Forged, Tina Cole
Yaffle Press, 2021 £7.50
Ghostly homecomings
Tina Cole, winner of the Welshpool Poetry Competition 2019 and the Yaffle Prize 2020, has pulled off a richly-textured collection. It’s a record of Black Country landscapes and unforgettable characters centred on three seminal women in the poet’s life: Annie Oak, Faith Hope and Queenie Beese. These are three generations of mothers forged in the backdrop of steel foundries and hardship.
There’s compelling cinematic period detail on every page. Place names and foodstuffs strongly feature and dialect zings through the pamphlet.

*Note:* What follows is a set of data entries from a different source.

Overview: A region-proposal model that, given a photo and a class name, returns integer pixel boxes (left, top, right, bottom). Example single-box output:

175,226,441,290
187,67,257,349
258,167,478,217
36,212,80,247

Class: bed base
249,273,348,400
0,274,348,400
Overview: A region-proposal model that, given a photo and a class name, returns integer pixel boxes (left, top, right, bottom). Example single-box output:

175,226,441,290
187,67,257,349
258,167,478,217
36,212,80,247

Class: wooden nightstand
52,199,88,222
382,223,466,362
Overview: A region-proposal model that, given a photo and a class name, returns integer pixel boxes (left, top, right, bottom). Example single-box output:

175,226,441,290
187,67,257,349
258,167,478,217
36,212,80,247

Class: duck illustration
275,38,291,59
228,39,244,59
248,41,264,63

Prose poems, free verse, couplets and conversational extracts sustain this reader’s interest. Clever use of white space enables the poems to breathe. Cole invites us to join her on a pilgrimage.

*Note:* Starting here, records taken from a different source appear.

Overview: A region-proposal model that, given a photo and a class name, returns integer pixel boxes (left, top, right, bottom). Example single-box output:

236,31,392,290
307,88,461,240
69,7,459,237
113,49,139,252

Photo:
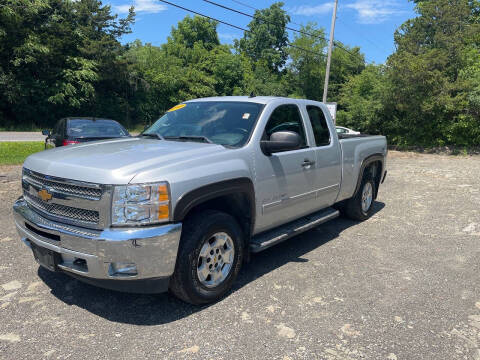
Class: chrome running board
250,207,339,253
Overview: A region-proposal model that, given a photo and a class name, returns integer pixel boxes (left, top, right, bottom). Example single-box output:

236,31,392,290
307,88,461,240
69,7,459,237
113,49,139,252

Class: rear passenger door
305,105,342,207
254,104,319,233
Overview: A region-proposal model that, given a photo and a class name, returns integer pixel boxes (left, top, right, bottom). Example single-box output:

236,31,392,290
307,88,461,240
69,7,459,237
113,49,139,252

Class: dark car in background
42,117,130,148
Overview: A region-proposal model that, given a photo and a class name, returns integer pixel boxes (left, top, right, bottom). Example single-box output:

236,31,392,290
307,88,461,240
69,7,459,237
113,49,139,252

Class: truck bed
336,135,387,202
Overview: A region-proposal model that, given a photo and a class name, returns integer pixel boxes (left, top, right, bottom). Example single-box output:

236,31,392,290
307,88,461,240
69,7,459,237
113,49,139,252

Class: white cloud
114,0,166,14
345,0,404,24
290,0,404,24
289,3,334,16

The first poem ‘Heirloom Landscapes’ lays out the central theme. Textured images infuse the lines. We walk ‘shackled streets,’ see ‘sparks embroidering soot.’ ‘Half sunken barges’ sit in the canal, now a ‘stagnant bath.’ The narrator fills the prose lines with nostalgia and grief for ancestral ghosts who once spent ‘their last coins on something just for me.’
‘Aunt Hilda’ is a portrait of an aged life passing time in a care home. Her ebbing life force sits in the image of birthday balloons, ‘shrinking as time wore them down.’ There’s a hint of denial too until ‘the last slow fart slipped out.’ One upbeat note, ‘it had been a very good party indeed.’ A life well lived.
‘Things My Father Never Said’ is a fascinating and telling poem. The narrator reveals the father’s character as a negative photograph before it’s developed. It’s an ambivalent and compelling read. Here are some excerpts:
perhaps I should read something other than the
Express and Star [...]
second-hand shoes are degrading/ you should always take risks/
[...] I am thinking about learning
to fly but need someone to cut the string of my kite
Tina Cole’s Forged offers the reader an absorbing backstory into her people. There’s a powerful sense of belonging. She gives ghosts of home their voices.